Todo poema surge de la nada. Estamos en silencio, decimos algo y el poema se materializa en ese proceso. Torna a la realidad. En mi caso, el silencio siempre ha sido transitorio. No me ha sucedido como a Westphalen: después de dos libros deslumbrantes dejó de escribir, pues el silencio se apoderó de él; la encarnación de su poesía era no decir.
El silencio no solo es una tentación, sino una presencia que está aguardando. Cuando el poeta termina de escribir, regresa al silencio. La pregunta es entonces si volverá a escribir, si volverá a atravesar esa frontera.
En este mundo poblado de ruidos, de palabras insustanciales, de discursos manipuladores y sin sentido, es una opción el silencio. Pero la poesía debe enfrentarse a estos momentos. Quizá la mejor manera de enfrentarlos sea diciendo y no quedándose callado.
¿ Ese « decir », tratándose de la poesía, articula emociones, pero también razones? ¿Qué le aportan las ideas al poema?
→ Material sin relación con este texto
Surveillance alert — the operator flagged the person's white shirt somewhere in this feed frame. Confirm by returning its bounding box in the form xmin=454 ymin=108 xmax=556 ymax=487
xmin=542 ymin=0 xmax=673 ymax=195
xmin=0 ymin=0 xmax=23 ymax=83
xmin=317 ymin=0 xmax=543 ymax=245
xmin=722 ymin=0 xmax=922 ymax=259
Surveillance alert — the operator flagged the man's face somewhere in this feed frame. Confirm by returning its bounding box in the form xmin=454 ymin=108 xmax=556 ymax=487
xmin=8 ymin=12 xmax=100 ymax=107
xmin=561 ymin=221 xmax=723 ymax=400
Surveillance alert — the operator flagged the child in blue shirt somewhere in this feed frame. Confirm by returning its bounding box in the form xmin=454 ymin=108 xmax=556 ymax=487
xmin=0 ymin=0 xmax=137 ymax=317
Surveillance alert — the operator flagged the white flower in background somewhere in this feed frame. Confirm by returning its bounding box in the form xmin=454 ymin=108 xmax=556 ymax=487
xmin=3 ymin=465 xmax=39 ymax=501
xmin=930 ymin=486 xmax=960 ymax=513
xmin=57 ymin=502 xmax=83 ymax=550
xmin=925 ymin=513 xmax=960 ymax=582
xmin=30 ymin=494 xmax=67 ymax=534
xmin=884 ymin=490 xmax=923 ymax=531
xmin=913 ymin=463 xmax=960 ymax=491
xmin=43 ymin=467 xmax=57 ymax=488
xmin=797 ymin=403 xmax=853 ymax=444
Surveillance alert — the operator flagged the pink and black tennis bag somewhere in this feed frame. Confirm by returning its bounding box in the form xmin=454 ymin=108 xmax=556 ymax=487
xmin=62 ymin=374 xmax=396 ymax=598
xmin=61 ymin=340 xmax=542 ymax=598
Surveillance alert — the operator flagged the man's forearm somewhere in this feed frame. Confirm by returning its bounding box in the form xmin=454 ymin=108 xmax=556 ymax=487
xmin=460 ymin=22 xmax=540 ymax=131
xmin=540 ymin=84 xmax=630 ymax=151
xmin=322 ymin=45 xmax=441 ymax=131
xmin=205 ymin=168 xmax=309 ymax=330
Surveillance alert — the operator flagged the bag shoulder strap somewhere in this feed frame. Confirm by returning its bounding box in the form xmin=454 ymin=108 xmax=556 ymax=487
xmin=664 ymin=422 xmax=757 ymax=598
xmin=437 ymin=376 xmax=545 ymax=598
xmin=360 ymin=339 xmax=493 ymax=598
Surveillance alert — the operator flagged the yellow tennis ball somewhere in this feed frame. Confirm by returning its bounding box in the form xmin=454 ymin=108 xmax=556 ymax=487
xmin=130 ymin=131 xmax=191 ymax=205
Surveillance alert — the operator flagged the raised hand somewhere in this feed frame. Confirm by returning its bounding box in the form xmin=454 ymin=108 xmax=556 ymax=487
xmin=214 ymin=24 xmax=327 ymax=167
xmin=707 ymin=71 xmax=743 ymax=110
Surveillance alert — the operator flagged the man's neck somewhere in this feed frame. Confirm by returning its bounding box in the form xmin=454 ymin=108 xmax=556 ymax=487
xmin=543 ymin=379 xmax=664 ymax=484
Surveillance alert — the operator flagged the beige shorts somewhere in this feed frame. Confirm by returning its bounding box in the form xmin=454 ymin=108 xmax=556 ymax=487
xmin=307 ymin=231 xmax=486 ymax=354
Yo me afilio a la vertiente que se halla en el diálogo Ion , de Platón. Allí reflexiona sobre la inspiración y el origen de la voz poética, y concibe a la creación poética como un dictado, no como parte de una idea previa. En el proceso de la escritura, uno va esclareciendo aquello que quiere señalar, no decir ni explicar, sino aquello que de pronto quiere manifestarse.
Tengo una poética irracional, en el sentido que le ofrecía a este término Wallace Stevens. Irracional, en el sentido de establecer las relaciones entre los eventos y las cosas a partir de una razón otra. En esa línea me ubico. No en la falta de sentido. Cuando empiezo a escribir, no sé adónde va a ir el poema. Este elige y encuentra su propio camino. Indudablemente, en su semilla está toda la parte que tiene que ver con la forma, con la expresión. Y este sí es un proceso totalmente consciente. Conforme pasa el tiempo, uno domina sus recursos. Los poemas suponen una corrección permanente. No hay poema terminado: lo dejamos ir para pasar a otro, como sugería Valéry. La conciencia vigilante puede llevar adelante ese camino.
Concibo esas dos vertientes. El impulso impone lo que estás escribiendo. La forma es golpear el barro del lenguaje, manipular las palabras para lograr que de alguna manera expresen aquello que te perturba e impulsa a escribir.
¿Cuál es tu trabajo para mantenerte atento a ese dictado interior?
La presencia de la poesía no es permanente. Uno no puede proponerse escribir un poema. Hay periodos de sequedad. Sin embargo, lo único que puede hacer un poeta es ver. La poesía está relacionada con una manera de ver la realidad, presintiendo que hay algo más detrás de ella. Y leer. La poesía se va afinando con la lectura.
Esas han sido dos actividades constantes en mi formación. Observar la realidad y dejarme llevar por la imantación de la lectura. En algún momento ese dictado aparece.
Sobre ese dictado interno, sobre la inspiración, se ha estructurado una serie de publicaciones que ven en ella el único justificativo, descuidando la forma.